I got drunk one night in my early 20’s. I mean, I suppose that almost goes without saying, but I’ll say it anyway because this one night stands out as somehow emblematic of, and unique from, all the others. I can’t really say why. It started in a bar with friends and ended—when? so many hours later?—in the back room of a store—selling what? I have no idea. I was surrounded by boxes, surrounded by cleaning supplies, surrounded by strangers. And those strangers were playing music. Crazy fucking beautiful music. I don’t know how I got there, and I don’t know what happened to anyone else who was there that night. I couldn’t give you one name or quote one lyric. I couldn’t point to the place on a map. And yet…somehow, in my mind and in the strangest yet purest way, that night represents my youth.

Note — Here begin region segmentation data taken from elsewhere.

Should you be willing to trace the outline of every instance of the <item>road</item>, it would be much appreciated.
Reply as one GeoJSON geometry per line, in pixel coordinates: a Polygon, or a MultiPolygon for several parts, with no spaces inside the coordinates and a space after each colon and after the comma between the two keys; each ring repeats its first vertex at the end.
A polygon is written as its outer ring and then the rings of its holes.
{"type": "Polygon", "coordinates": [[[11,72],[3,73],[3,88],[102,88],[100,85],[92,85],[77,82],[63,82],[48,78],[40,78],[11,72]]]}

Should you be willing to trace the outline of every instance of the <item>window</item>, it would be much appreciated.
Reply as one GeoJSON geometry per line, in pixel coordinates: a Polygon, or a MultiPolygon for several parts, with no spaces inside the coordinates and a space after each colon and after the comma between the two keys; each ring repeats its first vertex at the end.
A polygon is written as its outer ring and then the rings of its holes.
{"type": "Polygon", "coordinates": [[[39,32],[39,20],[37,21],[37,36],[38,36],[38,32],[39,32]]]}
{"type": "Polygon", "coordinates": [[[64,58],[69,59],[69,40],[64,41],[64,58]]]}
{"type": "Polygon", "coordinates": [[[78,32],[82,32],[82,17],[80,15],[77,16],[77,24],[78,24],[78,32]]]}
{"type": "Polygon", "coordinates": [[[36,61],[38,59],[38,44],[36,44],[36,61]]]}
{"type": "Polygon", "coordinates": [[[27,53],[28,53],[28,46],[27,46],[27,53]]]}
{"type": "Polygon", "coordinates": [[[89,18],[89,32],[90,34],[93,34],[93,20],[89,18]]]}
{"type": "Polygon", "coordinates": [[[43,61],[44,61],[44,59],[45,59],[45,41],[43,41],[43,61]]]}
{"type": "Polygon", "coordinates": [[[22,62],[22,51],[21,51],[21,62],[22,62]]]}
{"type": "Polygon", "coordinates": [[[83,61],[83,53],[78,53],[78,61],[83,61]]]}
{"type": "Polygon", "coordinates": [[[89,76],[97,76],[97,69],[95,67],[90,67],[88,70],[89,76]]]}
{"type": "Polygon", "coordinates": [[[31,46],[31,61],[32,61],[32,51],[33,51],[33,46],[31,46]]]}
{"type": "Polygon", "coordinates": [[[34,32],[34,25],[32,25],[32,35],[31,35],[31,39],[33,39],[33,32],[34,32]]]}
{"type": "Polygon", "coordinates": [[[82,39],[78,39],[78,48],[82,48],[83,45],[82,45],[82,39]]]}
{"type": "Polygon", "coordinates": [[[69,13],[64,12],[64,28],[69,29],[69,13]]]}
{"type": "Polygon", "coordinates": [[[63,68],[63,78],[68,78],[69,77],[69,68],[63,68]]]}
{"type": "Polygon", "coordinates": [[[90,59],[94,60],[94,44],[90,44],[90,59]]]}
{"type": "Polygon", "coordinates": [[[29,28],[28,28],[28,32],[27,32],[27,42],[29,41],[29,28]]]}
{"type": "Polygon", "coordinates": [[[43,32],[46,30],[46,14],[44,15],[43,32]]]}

We all have those nights—those ones that stand out, not for what they were, but for what they signified: a moment when we sensed that we were where we were supposed to be. When we came to believe that, despite all signs to the contrary, New York might open to us like a palm. When we felt we were truly ourselves, even if we didn’t yet know who that was.
It’s those moments that Jamison Wake conjures. I mean that literally and figuratively. On a warm night this spring, behind an unmarked, warehouse door somewhere deep in Brooklyn, Wake gathered a small group around a banquet table laden with food and libations to play his debut album, BINDS. No, “play” is not the word. “Immerse us in” is more like it. He got us buzzed. He dropped the lights. He told us to close our eyes if we wanted, to breathe it all in, asking that we pay attention in a era when we’ve practically forgotten how.
For the next thirty minutes, and punctuated by funky impressionistic video and moments when a tall, handsome man, lit by the glow of an iPhone read snippets of prose—telling of a love story gone wrong (or right? or both?)—Wake played his album. And what an album it is: 80’s new wave mixed with Kanye mixed with a heaping dose of hopeless romanticism, BINDS revels in its beautiful, seething melancholy. It tells a love story too, yes, but one that couldn’t be further from the bubblegum pop of Top 40s, one that throbs with longing and infatuation and then spins out into something harsher, truer, darker, deeper, something that captures the pain and beauty of spending decades lying next to a body you may never truly know. Set to heavy, hypnotic synthesizers and beats that you feel in your solar plexus, the music makes you feel. It demands that you feel.
And feel I did, sitting there with my eyes closed, my hands clutching a plastic cup of cold champagne, my face streaked with glitter that someone had haphazardly applied, and my eyes wet with tears. The earnestness could have derailed the whole thing, but it didn’t—there was too much talent here, too much truth-telling. It was like someone was singing what you didn’t even realize you’d been thinking (and yes, feeling) all along.
At least, that’s how it felt to me. So I’ll add that night to the list. The short list of the ones I’ll remember.